2014 presidential election
He was a candidate in the 2014 Slovak presidential election, but did came in third with 21%, behind Robert Fico and Andrej Kiska, thus he did not make it to the second and final round. In late March 2014, he announced that he would give up his parliamentary seat, after the May parliamentary session. He said he was ready to found a new political party and has a network of people who will join in the project.
Leader of Siet'
In the aftermath of the 2014 presidential election, Prochazka founded, along with Andrej Hrnčiar and Miroslav Beblavy a new political party called Siet', He was officially elected leader of the party on 2 September of that year.
Procházka did not candidate for the position of the leader of Sieť again after the 2016 election, rather remaining a regular MP for the party.

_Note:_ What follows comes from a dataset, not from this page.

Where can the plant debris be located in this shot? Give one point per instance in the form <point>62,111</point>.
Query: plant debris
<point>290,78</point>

Shortly after, he announced his complete withdrawal from politics, leaving his MP seat and party membership. He was an unsuccessful candidate for the position of Judge at the CJEU. The Court reasoned that Procházka was rejected due to "undispelled fears about his integrity" despite his other qualities.
Personal life
Radoslav Procházka is married to civil-rights attorney Katarina Procházková. The couple met while Radoslav was teaching at the University of Trnava and Katarina was a law student there, and she currently heads her own civil rights law firm called Attorneys with the people providing pro-bono legal aid. Together they have two children, a son Tadeás, and a daughter Karolina. They reside in the town of Šamorín, a commuting town 26 kilometers outside of Bratislava.